Even as he was able to cook up the impossible story of Kanadehon Chushingura.
Indeed, the synthesis of the ancient Japanese story does not come across hastily. We need various scenes, four of the nine cut and sewn by Béjart, before the main character – now Dan Tsukamoto (the hero Yuranosuke who avenges Enya Hagan) next to Mizuka Ueno (Ms. Kaoyo, wife of Hagan), decides to exchange today’s shirt, tie and trousers for symbolic white tights: representing revenge and sacrifice. But the time that separates us from his transformation from a spectator into an actor of tragedy – thanks to an extraordinary solo that is illuminated by blood-red lights – coincides with the passing of water-color curtains, long fabric backdrops, false walls with Japanese ideograms, or with the appearance of precious scenes from the kabuki theater. Here we are not interested in following the complicated and very ancient story, but rather to slip into the ballet of emphatic poses, minimal gestures, kabuki bent knees. Béjart wanted to keep them, for example, for the comic character of Bannai, who feeds, surprisingly, the brutality of the samurai and softens the female figures, all on pointe shoes.

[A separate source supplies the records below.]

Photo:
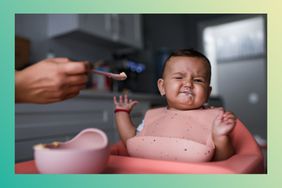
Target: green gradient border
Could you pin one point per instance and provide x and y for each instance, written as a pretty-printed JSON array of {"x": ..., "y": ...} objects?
[{"x": 8, "y": 8}]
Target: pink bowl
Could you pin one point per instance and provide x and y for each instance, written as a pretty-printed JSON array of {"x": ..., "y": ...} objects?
[{"x": 86, "y": 153}]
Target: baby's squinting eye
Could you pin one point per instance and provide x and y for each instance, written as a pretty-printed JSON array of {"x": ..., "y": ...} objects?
[{"x": 178, "y": 77}]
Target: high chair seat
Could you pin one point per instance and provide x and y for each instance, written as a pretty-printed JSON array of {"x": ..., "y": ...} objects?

There are no onnegata roles in The Kabuki, occurring when a male actor appears before us en travesti, as a woman; but here porcelain lovers with a face covered in white makeup, and weeping brides with broad red and purple cloaks. Fans, umbrellas, tree-men and costumed boars seem to be taken out of a kabuki comic book for children. But Béjart, a great lover of the Land of The Rising Sun, knew well that Kanadehon Chushingurawas originally a Bunraku drama, a play for puppets, and returned to La Scala now with his show for the highly applauded 55th birthday of the Tokyo Ballet. He kept a double stylistic figure: courtly and popular, without betraying himself. So much so that he brought together the struggle of a samurai as in his usual highly spectacular male rites, in which the unison breaks to make room for the virtuosity of the individual, and then recomposes itself triumphantly. On the scene, white as snow, a breath-taking red sun rises on the final seppuku. The Kabuki continues to be a special calling-card of the Tokyo Ballet. It’s scandalous to think that they, with the exception of small groups, have never performed in New York, nor America for that matter. When will the real debut occur?